Há uma estrofe que diz: "I'm gonna spare the defeated - I'm gonna speak to the crowd/ I'm goin' to teach peace to the conquered/I'm gonna tame the proud" ("vou poupar os derrotados -vou falar à multidão/ ... vou ensinar paz aos conquistados/vou subjugar os soberbos"). É uma citação quase direta dos versos falados na "Eneida" pelo fantasma do pai de Enéas, Anquises, que Enéas vê no submundo e que lhe diz, basicamente: "Outras pessoas farão esculturas.

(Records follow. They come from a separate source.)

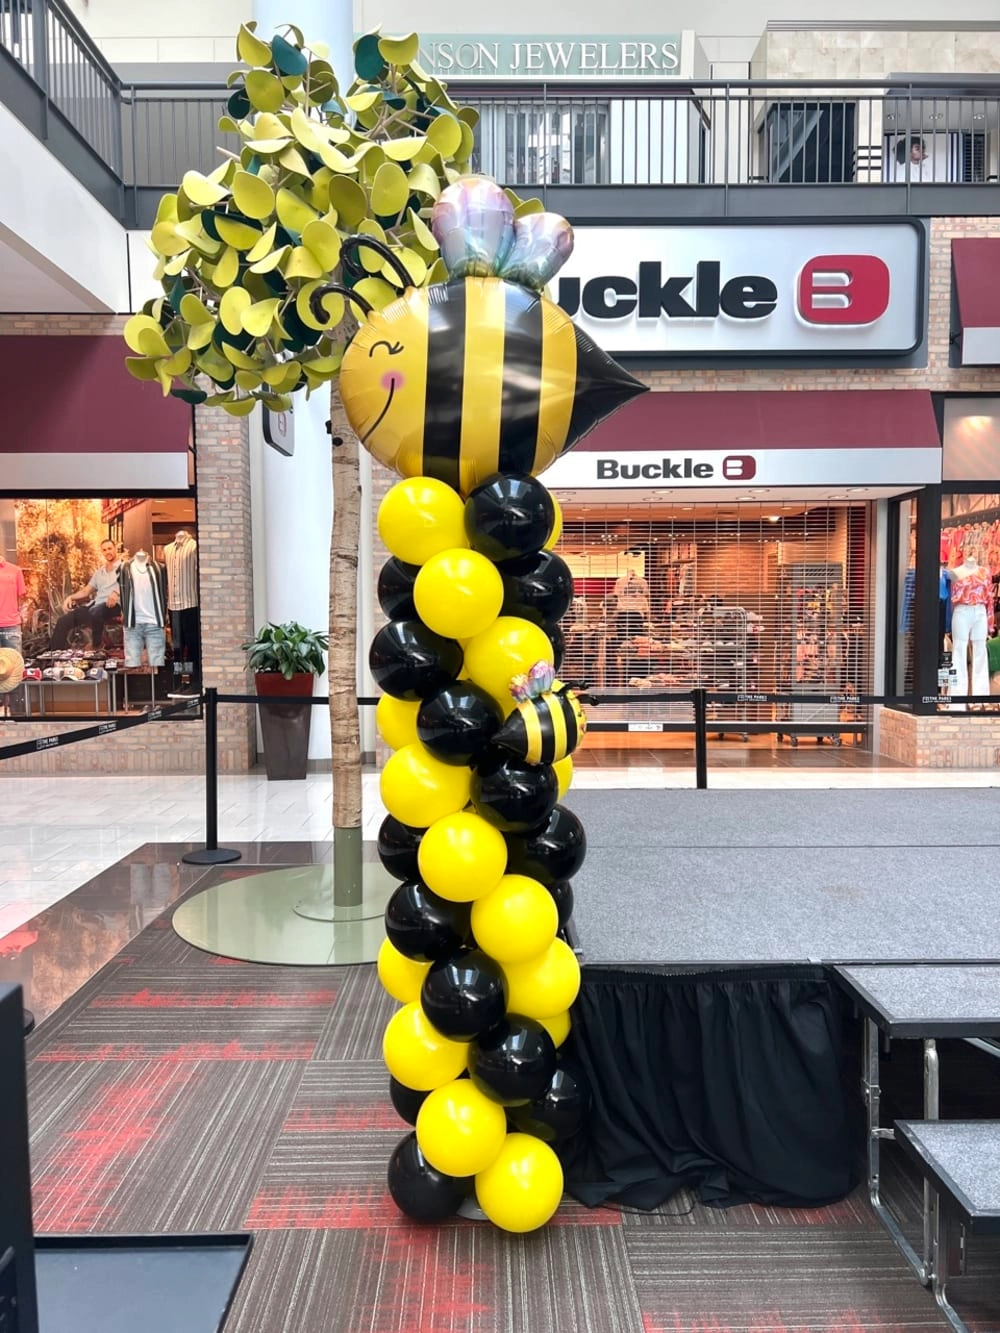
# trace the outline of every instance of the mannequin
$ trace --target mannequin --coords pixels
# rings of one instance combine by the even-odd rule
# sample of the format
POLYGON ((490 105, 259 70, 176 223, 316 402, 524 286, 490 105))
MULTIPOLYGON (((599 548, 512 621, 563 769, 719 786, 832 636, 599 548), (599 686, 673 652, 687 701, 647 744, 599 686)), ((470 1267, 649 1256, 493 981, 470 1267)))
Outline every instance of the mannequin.
MULTIPOLYGON (((948 570, 951 581, 952 662, 958 677, 956 693, 990 692, 986 639, 993 633, 993 578, 971 551, 958 552, 960 563, 948 570), (969 645, 972 675, 969 677, 969 645)), ((965 705, 959 705, 963 708, 965 705)))
POLYGON ((0 648, 21 651, 21 600, 24 574, 0 555, 0 648))
POLYGON ((649 619, 649 584, 634 569, 615 580, 615 603, 619 638, 641 633, 649 619))
POLYGON ((166 661, 167 576, 162 565, 140 547, 119 572, 122 620, 125 625, 125 665, 142 665, 142 650, 151 667, 166 661))
POLYGON ((195 679, 201 674, 201 629, 198 617, 198 543, 178 528, 163 553, 167 569, 167 610, 174 672, 195 679))

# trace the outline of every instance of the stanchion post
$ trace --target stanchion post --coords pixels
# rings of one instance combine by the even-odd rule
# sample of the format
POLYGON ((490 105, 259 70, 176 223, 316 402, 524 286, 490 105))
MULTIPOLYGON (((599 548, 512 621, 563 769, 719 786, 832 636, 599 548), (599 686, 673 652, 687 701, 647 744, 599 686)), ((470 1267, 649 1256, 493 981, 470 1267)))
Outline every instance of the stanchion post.
POLYGON ((205 846, 181 857, 191 866, 218 866, 238 861, 242 852, 219 846, 219 691, 209 685, 203 696, 205 709, 205 846))
POLYGON ((694 704, 694 772, 695 786, 704 791, 708 786, 708 691, 696 685, 691 691, 694 704))

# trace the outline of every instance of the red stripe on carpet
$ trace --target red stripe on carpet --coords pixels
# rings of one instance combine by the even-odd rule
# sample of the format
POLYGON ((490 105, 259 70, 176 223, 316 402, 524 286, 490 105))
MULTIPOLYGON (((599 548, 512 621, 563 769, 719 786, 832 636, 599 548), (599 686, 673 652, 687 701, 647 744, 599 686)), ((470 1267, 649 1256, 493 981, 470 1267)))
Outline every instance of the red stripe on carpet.
POLYGON ((217 991, 213 995, 190 991, 141 990, 133 995, 98 995, 91 1009, 326 1009, 337 999, 335 990, 282 995, 278 991, 217 991))
POLYGON ((163 1060, 167 1063, 187 1060, 311 1060, 315 1049, 316 1043, 312 1041, 297 1042, 289 1046, 268 1042, 256 1050, 251 1050, 238 1041, 226 1042, 225 1045, 192 1041, 168 1051, 150 1051, 144 1046, 111 1044, 90 1047, 53 1046, 47 1051, 40 1051, 35 1059, 39 1064, 73 1064, 90 1060, 163 1060))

Sua arte, a tarefa que lhe incumbe enquanto romano, é 'poupar povos derrotados e subjugar os soberbos'".

E outros poetas latinos e gregos?
O álbum "Modern Times", de 2006, inclui 18 versos dos poemas de Ovídio no exílio. Outras pessoas os haviam notado, mas eu identifiquei alguns adicionais. Há também uma referência à "Odisseia" numa canção de "Tempest" (2012) intitulada "Early Roman Kings". O título revela ser uma referência a uma gangue latina no Bronx nos anos 1960. Mas no final da canção também há uma citação direta da tradução da "Odisseia" feita por Robert Fagles. É inegável.

Existe no mundo clássico algum tipo de analogia com a espécie de figura híbrida de poeta e cantor que é Dylan?
Não realmente. Havia os chamados rapsodos, que cantavam canções de Homero nas festas gregas. Mas eles eram intérpretes, não figuras que criavam as canções.

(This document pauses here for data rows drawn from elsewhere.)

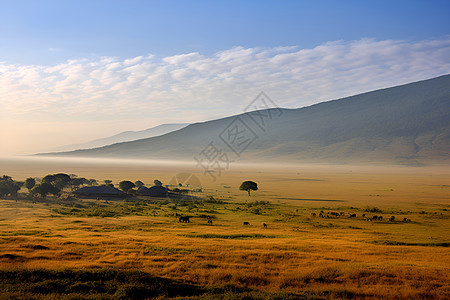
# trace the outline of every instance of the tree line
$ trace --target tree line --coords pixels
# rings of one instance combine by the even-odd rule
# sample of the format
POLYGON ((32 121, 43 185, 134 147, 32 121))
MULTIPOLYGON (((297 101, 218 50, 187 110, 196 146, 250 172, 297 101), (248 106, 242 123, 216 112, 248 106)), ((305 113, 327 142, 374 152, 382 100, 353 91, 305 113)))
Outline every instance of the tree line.
MULTIPOLYGON (((157 179, 153 181, 153 184, 162 186, 161 181, 157 179)), ((139 188, 144 185, 140 180, 136 182, 124 180, 119 183, 119 189, 125 193, 131 193, 133 188, 139 188)), ((83 186, 114 187, 112 180, 106 179, 99 182, 96 179, 78 177, 76 174, 48 174, 42 179, 29 177, 25 181, 16 181, 11 176, 3 175, 0 177, 0 197, 10 196, 13 199, 17 199, 18 192, 22 187, 27 188, 29 195, 32 197, 40 196, 45 198, 48 195, 60 196, 64 190, 73 192, 83 186)))

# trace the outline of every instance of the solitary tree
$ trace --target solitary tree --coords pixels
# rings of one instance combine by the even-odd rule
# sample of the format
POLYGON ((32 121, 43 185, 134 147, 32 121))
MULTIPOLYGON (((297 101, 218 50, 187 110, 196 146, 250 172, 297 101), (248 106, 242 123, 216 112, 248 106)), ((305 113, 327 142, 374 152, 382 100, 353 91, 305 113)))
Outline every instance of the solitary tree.
POLYGON ((244 181, 241 183, 239 190, 247 191, 248 195, 250 196, 250 191, 257 191, 258 185, 256 184, 256 182, 253 182, 253 181, 244 181))
POLYGON ((112 180, 106 179, 106 180, 104 180, 103 182, 104 182, 105 185, 107 185, 107 186, 114 186, 114 185, 112 184, 112 180))
POLYGON ((33 177, 29 177, 25 180, 25 187, 28 189, 28 192, 36 185, 36 180, 33 177))
POLYGON ((153 184, 156 186, 162 186, 162 182, 159 181, 158 179, 153 180, 153 184))
POLYGON ((125 193, 128 193, 128 191, 134 188, 135 186, 136 185, 134 183, 128 180, 124 180, 119 183, 119 188, 125 193))

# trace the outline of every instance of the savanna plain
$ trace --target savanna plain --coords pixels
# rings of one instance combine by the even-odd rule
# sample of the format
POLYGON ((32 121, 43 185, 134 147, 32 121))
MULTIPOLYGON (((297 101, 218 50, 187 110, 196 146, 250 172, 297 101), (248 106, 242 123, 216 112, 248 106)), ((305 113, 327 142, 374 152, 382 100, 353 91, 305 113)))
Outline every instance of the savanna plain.
POLYGON ((450 298, 444 166, 235 164, 205 175, 176 162, 30 159, 1 168, 21 181, 64 172, 187 191, 4 197, 3 299, 450 298), (245 180, 258 184, 250 196, 245 180))

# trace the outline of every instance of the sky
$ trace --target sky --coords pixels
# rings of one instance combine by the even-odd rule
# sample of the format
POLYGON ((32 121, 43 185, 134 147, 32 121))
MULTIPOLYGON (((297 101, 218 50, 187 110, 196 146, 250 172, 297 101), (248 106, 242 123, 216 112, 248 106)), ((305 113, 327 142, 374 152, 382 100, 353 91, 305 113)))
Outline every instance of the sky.
POLYGON ((0 156, 450 73, 450 1, 0 0, 0 156))

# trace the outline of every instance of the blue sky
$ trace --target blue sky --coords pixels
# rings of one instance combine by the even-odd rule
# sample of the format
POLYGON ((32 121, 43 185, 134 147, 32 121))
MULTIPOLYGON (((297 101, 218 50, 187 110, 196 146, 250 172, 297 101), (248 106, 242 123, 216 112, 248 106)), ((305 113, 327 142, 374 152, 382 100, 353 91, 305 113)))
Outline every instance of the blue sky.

E o que dizer de Dylan meramente como escritor?
Em sua intertextualidade, ele é como Virgílio e Ovídio: alguém que chegou tarde à tradição e tem tradição suficiente em seu passado –T.S. Eliot escreveu sobre isso– para poder controlar a tradição e também ser parte dela, recriando e revitalizando-a. Não vejo diferença entre Bob Dylan e poetas como Catulo ou Virgílio. Acho que eles estão fazendo as mesmas coisas. Tem a ver com o controle da linguagem, com a ligação de letras e melodias. É isso que torna seu trabalho atemporal. Se eu propusesse um curso sobre a banda Heman's Hermits, ninguém se matricularia.

Você nunca esteve com Bob Dylan pessoalmente. Se isso acontecesse, o que perguntaria a ele?
Seja o que fosse que eu perguntasse, ele não me diria. Dylan toma grande cuidado para controlar o que lhe é perguntado.